Monday, January 07, 2008

Wonderfully Woven

Lookie what I wove on my trusty tri-loom...

Shawl in "mid-loom".

Yes, that would be a lovely, loopy, quite tartan-like shawl! I even fringed it and I'm not a fringer!

Well, not a fringer in the myriad long strings sense anyway.

I cannot tell you how amazing it is to be weaving again! Although the process of making fabric differs somewhat when weaving on a tri-loom as opposed to that of a traditional floor loom. However, the rhythm of the weave transcends the type of loom used to create the fabric nonetheless...Over, under, over, under, over, under...

I love it!

Which is good because I have to finish up my diamond loom projects and make some time to dress my new Ashford Knitters Loom...

Tuesday, January 01, 2008

New Year Chrysanthemums

After finishing my December magazine projects I felt the need to work up a few quick items before beginning anything long and drawn out.

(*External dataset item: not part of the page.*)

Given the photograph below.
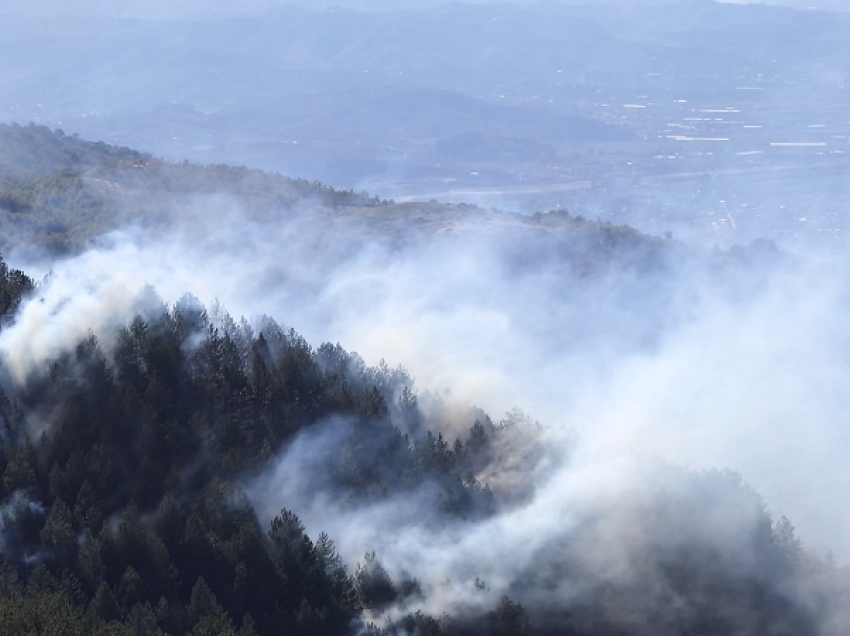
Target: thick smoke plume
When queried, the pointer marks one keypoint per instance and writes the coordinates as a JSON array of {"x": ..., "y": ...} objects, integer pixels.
[{"x": 703, "y": 362}]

Therefore, I give you the New Year Chrysanthemum(s)!

These versatile fuzzy flowers can be used as pins, as adornments for your favorite hats or even as an ornament on a chocker!

You'll definitely turn heads with the big ole flower strapped to your neck!

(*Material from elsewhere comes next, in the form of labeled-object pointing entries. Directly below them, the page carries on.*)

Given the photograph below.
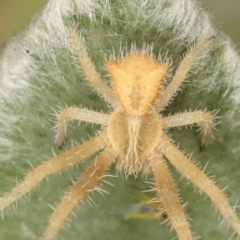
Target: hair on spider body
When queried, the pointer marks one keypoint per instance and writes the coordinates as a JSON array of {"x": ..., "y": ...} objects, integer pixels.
[{"x": 134, "y": 133}]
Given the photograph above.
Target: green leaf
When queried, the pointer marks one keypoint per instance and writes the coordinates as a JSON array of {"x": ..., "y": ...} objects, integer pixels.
[{"x": 40, "y": 74}]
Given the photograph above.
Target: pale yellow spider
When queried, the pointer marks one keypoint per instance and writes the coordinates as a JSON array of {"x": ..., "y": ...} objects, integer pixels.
[{"x": 134, "y": 135}]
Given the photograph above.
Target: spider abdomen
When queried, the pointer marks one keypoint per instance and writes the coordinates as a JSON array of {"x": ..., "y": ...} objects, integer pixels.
[{"x": 133, "y": 138}]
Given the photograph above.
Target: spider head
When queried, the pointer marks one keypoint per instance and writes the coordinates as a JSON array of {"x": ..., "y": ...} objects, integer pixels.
[{"x": 137, "y": 80}]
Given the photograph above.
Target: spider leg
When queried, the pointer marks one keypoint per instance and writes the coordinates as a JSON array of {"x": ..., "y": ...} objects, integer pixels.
[
  {"x": 187, "y": 168},
  {"x": 169, "y": 197},
  {"x": 88, "y": 67},
  {"x": 79, "y": 191},
  {"x": 54, "y": 165},
  {"x": 76, "y": 114},
  {"x": 206, "y": 120},
  {"x": 181, "y": 73}
]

So, why don't you make one? Or two? The free pattern is below. Happy New Year everyone!

Chrysanthemum Pattern

  • Any worsted weight yarn will give you a nice size fleur. I used some of my own hand dyed stash. Go Kool-Aid!
  • US G hook
  • Tapestry needle
  • Pinbacks (optional)

ch - chain stitch
dc - double crochet
PM - place marker
r - row
rnd - round
sc - single crochet
sl st - slip stitch
st/sts - stitch/stitches


Rnd 1 - ch 2, 8 sc in second ch from hook. PM in first sc. Marker will move up as each rnd is completed to denote beginning of rnd.
Rnd 2 - working in back loops only 2 sc in every st.
Rnd 3 - working in back loops only (1 sc, 2 sc in next st) 8 times.
Rnd 3 - working in back loops only (2 sc, 2 sc in next st) 8 times, sl st to back loop of beg sc, fasten off.

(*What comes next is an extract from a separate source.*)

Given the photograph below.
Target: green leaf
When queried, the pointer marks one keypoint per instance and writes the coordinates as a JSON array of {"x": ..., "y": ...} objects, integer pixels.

Florets are worked in one continuous spiral in the available front loops on base. Beginning at the center of the base attach in the first front loop available.
Rnd 1 - (1 sc, ch 9, 1 sl st in second ch from hook, 7 sl st in remaining chains) repeat in each subsequent front loop on base. Fasten off.

Chrysanthemum Finishing
Weave in any remaining ends. If desired, sew pinback to back of flower.

Foundation chain - ch 43.
R 1 - 1 sc in second ch from hook, 41 sc in remaining chains, turn.
R 2 - ch 1, 42 sc, turn.
Rnd 3 - ch 1, 42 sc, ch 1, rotate work right, make 2 dc in the middle (same space) of short side, ch 51, 1 sl st in second ch from hook, 49 sl st in remaining chains, 2 dc in same space as first 2 dc, ch 1, rotate work right and work 42 sc along foundation ch, ch 1, make 2 dc in the middle (same space) of short side, ch 51, 1 sl st in second ch from hook, 49 sl st in remaining chains, 2 dc in same space as first 2 dc, ch 1, sl st to first sc to join rnd. Fasten off.

Chocker Finishing
Weave in any remaining ends. Sew Chrysanthemum to chocker.